For that kind of travel-industry service experience you evidently need to purchase a Greyhound bus ticket.

Surprisingly though, tickets on Greyhound don’t come cheap when compared against other transportation options. Which leads matt.bratton to wonder, why is Greyhound customer service so atrocious. Members of the City-Data forums offer several opinions, but most fall into one camp, expressed clearly, if depressingly, by jlawrence01:

If I go into a supermarket in the suburbs – take Kroger’s as an example, the store is very clean, upscale and very pleasant. If I head into a Kroger’s in the inner-city of the same city, it is a complete dump. Why? Because the chain does not really feel that they need to provide the same quality service to lower income people.


Greyhound is the same way. They view their customers as low income, no class people and generally treat them like that. They don’t really care if the terminals are clean or if their drivers curse customers and the like.

Now there’s an uncomfortable idea if I have ever heard one.

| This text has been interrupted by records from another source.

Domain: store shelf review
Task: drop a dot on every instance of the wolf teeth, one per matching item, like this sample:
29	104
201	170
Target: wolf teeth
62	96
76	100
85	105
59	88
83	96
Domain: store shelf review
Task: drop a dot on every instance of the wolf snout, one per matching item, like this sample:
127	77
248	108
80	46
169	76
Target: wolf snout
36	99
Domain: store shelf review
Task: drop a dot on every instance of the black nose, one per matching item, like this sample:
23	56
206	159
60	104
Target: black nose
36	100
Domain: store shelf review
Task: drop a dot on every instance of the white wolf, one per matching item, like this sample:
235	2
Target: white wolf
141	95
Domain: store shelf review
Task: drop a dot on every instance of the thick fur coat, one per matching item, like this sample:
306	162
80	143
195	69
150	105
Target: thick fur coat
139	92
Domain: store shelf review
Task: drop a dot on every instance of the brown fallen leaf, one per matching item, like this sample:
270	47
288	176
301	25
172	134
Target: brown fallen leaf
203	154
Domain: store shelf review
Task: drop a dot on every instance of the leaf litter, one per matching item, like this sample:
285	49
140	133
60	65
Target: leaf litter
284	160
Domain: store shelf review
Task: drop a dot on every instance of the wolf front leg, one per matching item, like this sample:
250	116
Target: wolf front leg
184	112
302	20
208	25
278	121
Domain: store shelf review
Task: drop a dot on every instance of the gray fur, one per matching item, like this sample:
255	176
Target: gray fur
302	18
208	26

Do you think service organizations might actually treat some people worse not based on the amount of money they spend, but based on a perception that they are “lower class” and therefore don’t need to be treated better? Is it possible that a company like Greyhound (and mind you, I’m not saying this is how the people at Greyhound think – I’m just pulling on a thread¬†here) assumes that people who for whatever reason consider bus travel as a first option (cost evidently being only one, somewhat minor factor) simply don’t expect or need to be provided a high-level of service?

Or, to put it another way, would Greyhound, or any bus service for that matter, have a better chance of attracting more customers if it were to improve its service? Would you travel by bus if you knew the busses were new and maintained well, the seats were comfortable, and there were plenty of quality in-ride entertainment options? Would clean terminals with dining and restroom options that were fully staffed with security personnel 24-7-365 cause you to consider the bus as a travel option?

Or, to put it in even another way – would you consider traveling by bus within the U.S. if Greyhound was more like the Mexican bus system?

There is much catching up Mexico has to do to reach the level of the United States in economic development, but bus service isnt one of them. Mexican buses are excellent and first class. Many lines have a premium service where you get a complimentary snack and a movie, special waiting room and a movie. Plus comfy seats and leg room. Bus stations are more like airports and there is a selection of snack bars and convenience stores at most stations. You are treated like a respected customer rather than cattle ~SoCal Midwest Noobie

An interesting discussion to be sure. Read the thread in its entirety: Why does Greyhound have such horrible customer service?

Bus sign” by Karyn Christner. CC BY 2.0.


  1. Ive taken MegaBus and bolt bus and found the experience a great value for the price (note, under $20).

    Perhaps greyhound will match their service levels. Busses in the USA are undergoing major shifts. Power outlets, wifi, direct routes with fewer stops, better scheduling are all finally starting to trickle out, and with city-center locations and low prices, some trips are better served by bus than they are by air or train. But ultimately, you get what you pay for, and a $1-30 bus ticket doesn’t warrant a first class product.

    Also, who wants to work for greyhound? If they can’t get excellent employees, how can they have an excellent product and service?

  2. i disagree! Greyhound gave my wife and I a voucher for travel after we had to cancel our ticket. cutomer service was great! Thank you greyhound!

  3. I used Greyhound recently and found it to be similar to the experiences I have had with Megabus. The normal airport shuttle fare to PHX is $44 per person each way. Greyhound gave us a companion fare of $35 for two people round trip. The bus was clean, drivers and agents were friendly, and the onboard wifi worked.